Dear Sir/Madam,
I am pleased to have this opportunity to respond to your query and hope that my input will be of assistance.
From your description, I can discern a number of emotions, including resentment, loneliness, anger, regret, worry, and impatience.
These needs can be summarized as follows: "I long to be understood," "I long to be respected," "I long to be accepted," "I long to be listened to," "I long to express myself," "I long for efficiency," and so on.
When we are in a negative emotional state, it can be challenging to identify and prioritize our feelings and needs. This can lead to a sense of confusion and difficulty in making decisions. How can we effectively navigate these challenges?
We can close our eyes, take a deep breath, locate the hairball, remove it, and examine it. What are the feelings? At this time, we can remind ourselves that taking the time to do things slowly is actually faster in the long run.
If you are experiencing difficulty in articulating these feelings, you may wish to prepare a few words that resonate with you in advance. Alternatively, you can use emoticons, which combine words and emotions, to help you express yourself.
It is important to note that feelings often have a complex nature. There is no need to rush and become aware of everything at once. Instead, it is sufficient to consider a few of them.
The underlying needs driving these feelings are:
When we are accustomed to suppressing our emotions, it can result in physical tension, making it challenging to discern our feelings. By slowing down and allowing our bodies to relax, we create an environment where these feelings can be more readily identified.
The questioner indicated that they were able to discern this after a few hours or two days, which is a commendable achievement.
Perhaps it would be beneficial to take a brief respite during this period. This could be an opportunity to inform the other party that it would be preferable to postpone further discussion on the matter until a later date, or to arrange to communicate at a more convenient time.
From a risk management perspective, it is important to avoid any further damage.
It is important to consider your needs and ensure that you are able to express yourself fully.
This will facilitate the growth of the relationship between the two parties and ensure a smooth progression of events.
Furthermore, the questioner can identify the cycle pattern when they are calm to adjust and enter a new cycle to prevent emotional triggers. For example,
The event in question is a failure to express myself in a timely manner.
Regret is the initial emotion experienced.

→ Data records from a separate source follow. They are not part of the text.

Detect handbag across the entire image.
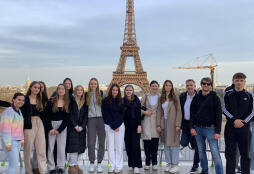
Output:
[141,95,147,120]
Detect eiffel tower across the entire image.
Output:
[109,0,149,93]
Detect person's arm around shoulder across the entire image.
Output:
[0,107,15,151]
[214,95,222,139]
[244,92,254,124]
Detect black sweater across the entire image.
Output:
[179,91,197,125]
[101,98,124,130]
[190,90,222,134]
[222,88,254,123]
[124,95,141,127]
[45,99,70,133]
[20,97,45,129]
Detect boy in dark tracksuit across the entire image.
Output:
[222,73,254,174]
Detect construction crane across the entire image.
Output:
[173,54,218,88]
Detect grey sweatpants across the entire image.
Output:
[24,117,47,174]
[48,120,67,170]
[87,117,106,163]
[164,119,180,165]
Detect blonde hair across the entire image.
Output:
[86,77,102,106]
[74,85,85,109]
[160,80,178,109]
[26,81,43,112]
[52,84,70,113]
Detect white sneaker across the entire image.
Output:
[144,165,150,170]
[164,164,171,172]
[89,164,95,172]
[97,163,103,173]
[114,169,121,173]
[153,165,158,170]
[169,165,179,173]
[134,167,139,173]
[129,167,133,171]
[108,167,114,173]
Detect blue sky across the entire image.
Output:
[0,0,254,86]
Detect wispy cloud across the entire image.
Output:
[0,0,254,83]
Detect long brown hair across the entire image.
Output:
[160,80,177,109]
[74,85,85,109]
[52,83,70,113]
[86,77,102,106]
[26,81,43,111]
[106,84,122,106]
[124,85,135,103]
[39,81,49,105]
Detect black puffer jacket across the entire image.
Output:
[66,100,88,154]
[190,90,222,134]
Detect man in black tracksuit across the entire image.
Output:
[179,79,200,173]
[222,73,254,174]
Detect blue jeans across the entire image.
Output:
[2,140,21,174]
[180,123,200,168]
[196,127,223,174]
[250,121,254,170]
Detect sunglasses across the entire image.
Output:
[201,82,211,86]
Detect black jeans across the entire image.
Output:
[180,122,200,168]
[224,121,251,174]
[124,119,142,168]
[143,138,159,166]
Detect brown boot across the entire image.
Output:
[68,166,78,174]
[33,169,40,174]
[75,165,83,174]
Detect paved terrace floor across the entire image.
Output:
[0,162,224,174]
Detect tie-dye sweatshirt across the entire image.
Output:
[0,107,24,146]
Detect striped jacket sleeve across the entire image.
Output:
[244,93,254,123]
[222,90,234,119]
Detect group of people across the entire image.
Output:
[0,73,254,174]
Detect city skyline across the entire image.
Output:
[0,0,254,86]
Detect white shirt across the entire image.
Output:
[150,95,158,106]
[184,93,196,120]
[161,101,168,119]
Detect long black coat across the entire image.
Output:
[66,100,88,154]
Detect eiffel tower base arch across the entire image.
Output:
[107,72,149,93]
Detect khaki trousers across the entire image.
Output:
[24,117,47,174]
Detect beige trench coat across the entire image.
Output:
[157,97,182,146]
[141,93,160,140]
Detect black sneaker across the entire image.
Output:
[57,169,64,174]
[199,171,208,174]
[49,170,57,174]
[190,167,198,173]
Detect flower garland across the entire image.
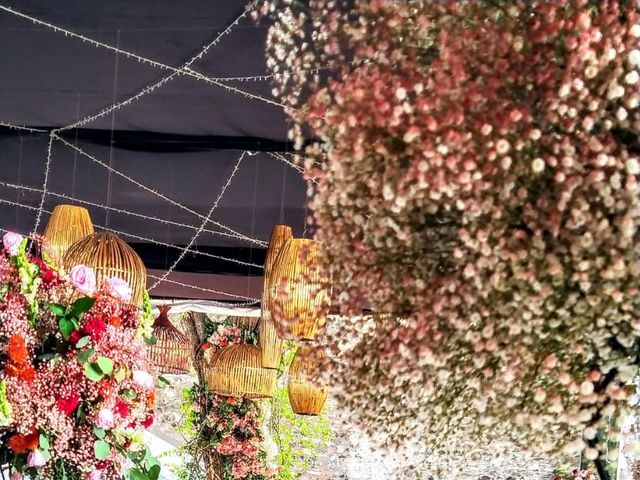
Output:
[185,320,277,480]
[261,0,640,470]
[0,233,160,480]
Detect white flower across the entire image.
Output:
[496,138,511,155]
[531,157,544,173]
[580,380,593,395]
[396,87,407,101]
[616,107,627,122]
[624,69,640,85]
[625,157,640,175]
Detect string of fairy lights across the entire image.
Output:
[0,1,312,306]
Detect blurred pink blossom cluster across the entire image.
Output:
[261,0,640,468]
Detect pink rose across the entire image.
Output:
[105,277,131,302]
[2,232,24,257]
[88,470,102,480]
[69,265,96,295]
[131,370,155,390]
[27,448,47,467]
[96,408,116,430]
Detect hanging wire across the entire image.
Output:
[149,151,247,291]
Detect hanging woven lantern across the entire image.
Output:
[260,225,293,368]
[207,343,278,398]
[287,347,328,415]
[44,205,93,264]
[269,238,331,340]
[147,305,191,374]
[63,232,147,305]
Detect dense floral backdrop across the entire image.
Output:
[0,233,160,480]
[261,0,640,473]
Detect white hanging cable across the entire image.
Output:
[33,132,55,234]
[147,273,260,306]
[0,181,258,246]
[56,2,255,132]
[0,5,293,110]
[0,121,48,133]
[149,151,247,291]
[53,134,268,247]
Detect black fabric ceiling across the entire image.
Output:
[0,0,306,300]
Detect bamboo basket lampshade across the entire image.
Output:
[44,205,93,264]
[206,343,278,398]
[63,232,147,305]
[147,305,191,374]
[260,225,293,368]
[269,238,331,340]
[287,347,328,415]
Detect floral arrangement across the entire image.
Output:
[185,320,277,480]
[0,233,160,480]
[261,0,640,477]
[551,467,596,480]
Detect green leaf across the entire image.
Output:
[78,348,96,363]
[149,465,160,480]
[38,434,49,451]
[69,297,96,318]
[58,317,75,340]
[97,357,113,375]
[84,363,104,382]
[120,389,138,400]
[93,440,111,460]
[49,303,67,317]
[114,368,127,382]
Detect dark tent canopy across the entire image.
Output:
[0,0,306,302]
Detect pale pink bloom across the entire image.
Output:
[2,232,24,257]
[69,265,96,295]
[131,370,155,390]
[96,408,116,430]
[88,470,102,480]
[27,448,47,467]
[105,277,131,302]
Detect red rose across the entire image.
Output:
[140,413,153,428]
[84,317,107,340]
[113,400,129,418]
[69,330,82,345]
[56,393,80,416]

Thought 1: "I am unable to complete the task," "I am inept," "Why am I so slow?"
I am now feeling calm and content.
I am now feeling calm and content.
Idea 2: "I allow myself to proceed at a measured pace." "Errors provide valuable opportunities for growth and improvement."
Behavior 2: Anticipate and prepare a list of positive and negative emotions, as well as a set of desired outcomes. As soon as an event occurs, review the list and assess the situation.
There will be different cycles, the third and the fourth. Which one should we adopt and implement in our business? The decision is ours.
With consistent practice and repetition, our initial responses will increasingly align with the desired outcome, including the satisfaction of our own needs, effective communication, and the fostering of healthy relationships.
Do not allow for change; it will occur regardless.
If things do not turn out as planned, there is no need to be concerned. It is important to remember that there is still time to adjust and find a solution.
That is all I wish to convey at this time.
Best regards,
The world and I appreciate your attention.
Comments
I can relate to feeling stuck in a cycle of reacting rather than responding thoughtfully. It's challenging when you realize your true feelings only after the moment has passed. Working on selfawareness and practicing mindfulness might help in recognizing your emotions earlier.
It sounds like a tough place to be, caught between fearing misinterpretation and wanting to express yourself clearly. Maybe setting up a personal signal or cue that reminds you to pause and reflect before speaking could serve as a helpful tool during heated moments.
The fear of being misunderstood can indeed silence us when we need to speak up most. Learning assertive communication techniques could empower you to voice your needs without escalating conflicts, ensuring your message is heard.
Reflecting on your past reactions, it seems beneficial to establish a routine for emotional checkins with yourself throughout the day. This practice may assist in identifying and addressing feelings before they build up to a point where they're harder to manage.
Understanding the root of these patterns in your upbringing and thinking habits can be enlightening. Perhaps seeking therapy or counseling would provide professional support to unpack these issues and develop healthier responses over time.